Grace Green was easily the liveliest and most bubbly act of the night, making the final easily. She delivered a lot of her material crouched forwards slightly and there was a very strong element of performance in her set. Green’s act was an odd one in that she managed to be very entertaining without her material being massively funny. She had some good word play, the dinosaur impression wasn’t without its’ charm and the dog tickling was fun, but the material definitely lagged behind her skills as a showman. I enjoyed what I saw and with material to match the delivery she will be a very strong act.

Howard Anstock was pleasant with decent material (potato waffle being the stand out), although he was probably wasting time by mentioning a couple of stories and then just writing them off with saying time constraints meant that he couldn’t tell them. Luckily this didn’t hurt him too badly and he made the final. I was very happy with his ability to think on his feet and ad lib when the speakers gave two knocks, or if he had engineered this, to make it look natural.

Michael Hartless made the final more on his smooth delivery than his material. His material consisted of him complaining about his job in a call centre and slagging off the one dimensional characters that inhabit it. This felt more like someone with a job they hate taking advantage of a captive audience to moan to than actual comedy. Simon Wozniak has a routine where he complains about his job in a call centre, but that is injected with originality and a lot more depth than this.

Brian Bell started well, but then came to a total grinding halt when he forgot the next bit. Bad luck on his part and a long 15 seconds of near silence for the rest of the room. He almost recovered with the Moors/Shipman material, which is good, but he went off at the first vote.

Josh McAuley opened his heart to the room with some very personal material which made it feel like he should have been on a couch, rather than on a stage. Personal material about misfortunes of life is fine, but it also needs to have some lightness and more importantly something that is immediately funny to buy the act enough time for this set up to get to the point where it generates a return. McAuley didn’t last that long, going off to a split decision.

Mark Richardson didn’t have a great night. I’ve seen him three times and each time he has had a different set. On one level this is highly laudable, but on the other hand, the first batch of material was very good and he may be better off working on improving that, as the last two outings have been poor in comparison. His delivery had a flamboyant physicality, but the room just didn’t go with him at all and off he went.

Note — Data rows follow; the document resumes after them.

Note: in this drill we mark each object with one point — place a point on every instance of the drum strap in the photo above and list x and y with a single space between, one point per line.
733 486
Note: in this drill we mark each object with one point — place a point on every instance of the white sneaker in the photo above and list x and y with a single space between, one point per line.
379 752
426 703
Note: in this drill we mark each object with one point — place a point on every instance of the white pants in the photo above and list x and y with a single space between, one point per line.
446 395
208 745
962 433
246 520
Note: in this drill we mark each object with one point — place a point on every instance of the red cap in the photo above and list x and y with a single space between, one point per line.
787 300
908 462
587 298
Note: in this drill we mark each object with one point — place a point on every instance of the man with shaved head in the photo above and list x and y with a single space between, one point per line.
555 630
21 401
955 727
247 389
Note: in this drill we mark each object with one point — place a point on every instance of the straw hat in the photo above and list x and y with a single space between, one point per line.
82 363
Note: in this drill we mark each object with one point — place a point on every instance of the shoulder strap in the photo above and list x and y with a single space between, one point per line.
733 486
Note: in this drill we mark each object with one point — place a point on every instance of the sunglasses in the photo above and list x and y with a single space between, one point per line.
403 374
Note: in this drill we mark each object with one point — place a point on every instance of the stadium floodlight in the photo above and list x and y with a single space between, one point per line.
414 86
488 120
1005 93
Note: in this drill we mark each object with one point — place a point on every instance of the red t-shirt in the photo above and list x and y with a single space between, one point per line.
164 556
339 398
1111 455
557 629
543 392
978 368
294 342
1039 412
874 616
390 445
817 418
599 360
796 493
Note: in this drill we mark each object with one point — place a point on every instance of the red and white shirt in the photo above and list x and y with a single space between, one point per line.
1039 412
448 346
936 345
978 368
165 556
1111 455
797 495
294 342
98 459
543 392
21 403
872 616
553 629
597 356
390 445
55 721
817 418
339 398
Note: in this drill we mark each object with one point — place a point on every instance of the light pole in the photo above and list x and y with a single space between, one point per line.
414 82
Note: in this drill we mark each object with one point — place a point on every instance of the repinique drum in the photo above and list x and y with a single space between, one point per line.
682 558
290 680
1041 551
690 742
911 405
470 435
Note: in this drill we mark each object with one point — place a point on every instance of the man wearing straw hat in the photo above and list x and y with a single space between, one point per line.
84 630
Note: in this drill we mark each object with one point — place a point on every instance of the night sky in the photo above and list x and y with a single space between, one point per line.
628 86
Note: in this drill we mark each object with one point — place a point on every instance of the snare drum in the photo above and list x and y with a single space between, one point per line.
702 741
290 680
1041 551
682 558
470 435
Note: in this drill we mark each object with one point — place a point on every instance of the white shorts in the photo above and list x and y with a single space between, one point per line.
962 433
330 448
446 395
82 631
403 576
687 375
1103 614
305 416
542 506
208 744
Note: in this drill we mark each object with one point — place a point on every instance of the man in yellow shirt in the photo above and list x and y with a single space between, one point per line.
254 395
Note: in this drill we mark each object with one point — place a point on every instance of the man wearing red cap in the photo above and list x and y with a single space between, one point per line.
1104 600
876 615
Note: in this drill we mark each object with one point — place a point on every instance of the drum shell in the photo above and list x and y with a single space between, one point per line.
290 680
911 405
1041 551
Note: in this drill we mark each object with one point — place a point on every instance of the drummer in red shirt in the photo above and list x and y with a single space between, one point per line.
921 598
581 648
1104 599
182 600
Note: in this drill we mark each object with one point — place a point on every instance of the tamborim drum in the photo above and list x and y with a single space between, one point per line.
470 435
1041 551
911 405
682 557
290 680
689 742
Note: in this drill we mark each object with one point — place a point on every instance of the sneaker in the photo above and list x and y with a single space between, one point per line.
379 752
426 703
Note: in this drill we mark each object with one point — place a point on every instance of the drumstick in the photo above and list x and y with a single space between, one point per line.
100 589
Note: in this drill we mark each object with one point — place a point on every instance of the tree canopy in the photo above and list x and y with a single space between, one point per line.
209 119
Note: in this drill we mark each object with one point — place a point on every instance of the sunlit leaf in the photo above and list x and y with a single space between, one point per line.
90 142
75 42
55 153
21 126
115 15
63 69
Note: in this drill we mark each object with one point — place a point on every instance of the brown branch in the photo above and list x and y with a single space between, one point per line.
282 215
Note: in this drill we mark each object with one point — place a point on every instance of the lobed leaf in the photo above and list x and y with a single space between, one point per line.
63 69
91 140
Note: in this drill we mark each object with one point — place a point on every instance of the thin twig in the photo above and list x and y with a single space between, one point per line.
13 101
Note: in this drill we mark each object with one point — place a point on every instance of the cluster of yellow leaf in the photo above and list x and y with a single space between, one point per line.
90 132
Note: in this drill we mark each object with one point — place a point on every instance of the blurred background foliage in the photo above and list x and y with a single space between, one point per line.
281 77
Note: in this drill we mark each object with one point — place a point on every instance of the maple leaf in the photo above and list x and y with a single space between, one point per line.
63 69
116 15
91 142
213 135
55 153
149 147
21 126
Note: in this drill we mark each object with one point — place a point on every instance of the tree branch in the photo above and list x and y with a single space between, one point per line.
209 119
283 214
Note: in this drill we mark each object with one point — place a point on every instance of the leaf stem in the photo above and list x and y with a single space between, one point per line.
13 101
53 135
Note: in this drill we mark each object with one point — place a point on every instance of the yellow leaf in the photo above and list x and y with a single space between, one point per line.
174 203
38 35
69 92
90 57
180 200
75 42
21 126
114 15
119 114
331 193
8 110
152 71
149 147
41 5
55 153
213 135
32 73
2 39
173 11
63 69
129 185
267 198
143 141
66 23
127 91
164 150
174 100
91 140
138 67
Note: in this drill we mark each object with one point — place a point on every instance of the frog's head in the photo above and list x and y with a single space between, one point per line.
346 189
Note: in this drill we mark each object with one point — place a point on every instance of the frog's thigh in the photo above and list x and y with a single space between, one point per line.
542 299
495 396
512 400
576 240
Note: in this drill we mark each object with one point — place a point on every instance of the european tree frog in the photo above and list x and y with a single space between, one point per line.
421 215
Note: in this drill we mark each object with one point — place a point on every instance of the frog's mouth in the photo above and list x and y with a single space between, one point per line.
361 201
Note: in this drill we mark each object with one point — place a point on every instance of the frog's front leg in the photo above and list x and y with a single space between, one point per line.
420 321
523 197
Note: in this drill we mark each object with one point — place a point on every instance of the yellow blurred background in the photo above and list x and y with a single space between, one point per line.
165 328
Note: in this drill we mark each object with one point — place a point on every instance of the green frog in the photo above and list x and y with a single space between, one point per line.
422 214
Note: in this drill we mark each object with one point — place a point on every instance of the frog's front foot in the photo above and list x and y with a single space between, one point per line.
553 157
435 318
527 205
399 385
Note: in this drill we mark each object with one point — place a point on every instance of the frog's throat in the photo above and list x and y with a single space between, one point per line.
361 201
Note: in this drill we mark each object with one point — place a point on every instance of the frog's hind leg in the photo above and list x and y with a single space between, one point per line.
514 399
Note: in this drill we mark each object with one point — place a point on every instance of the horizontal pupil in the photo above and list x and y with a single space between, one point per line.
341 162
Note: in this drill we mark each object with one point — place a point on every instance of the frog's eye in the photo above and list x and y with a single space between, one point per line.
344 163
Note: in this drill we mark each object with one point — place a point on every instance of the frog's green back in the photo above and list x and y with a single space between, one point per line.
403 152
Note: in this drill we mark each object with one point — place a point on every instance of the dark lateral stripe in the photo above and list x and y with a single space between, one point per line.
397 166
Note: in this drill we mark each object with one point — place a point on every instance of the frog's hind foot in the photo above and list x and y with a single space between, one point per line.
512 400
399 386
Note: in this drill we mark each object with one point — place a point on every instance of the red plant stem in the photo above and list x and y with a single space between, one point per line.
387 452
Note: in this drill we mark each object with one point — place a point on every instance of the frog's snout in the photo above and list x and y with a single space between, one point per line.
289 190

Ben Turner had the feel of an experienced act, but a couple of bits of his material felt a bit old hat. Remarking on what gives people the right to come up and look at babies in a pram and looking at photos of exs on facebook have been covered a lot of times and he didn’t really add anything not already said. Fingers was clever, but I think that only half of the room twigged on to it, which was a shame. Turner’s delivery was interesting. He stood leaning back and spoke in short sentences. With a full stop. Almost after every few words. Making it seem quite staccato.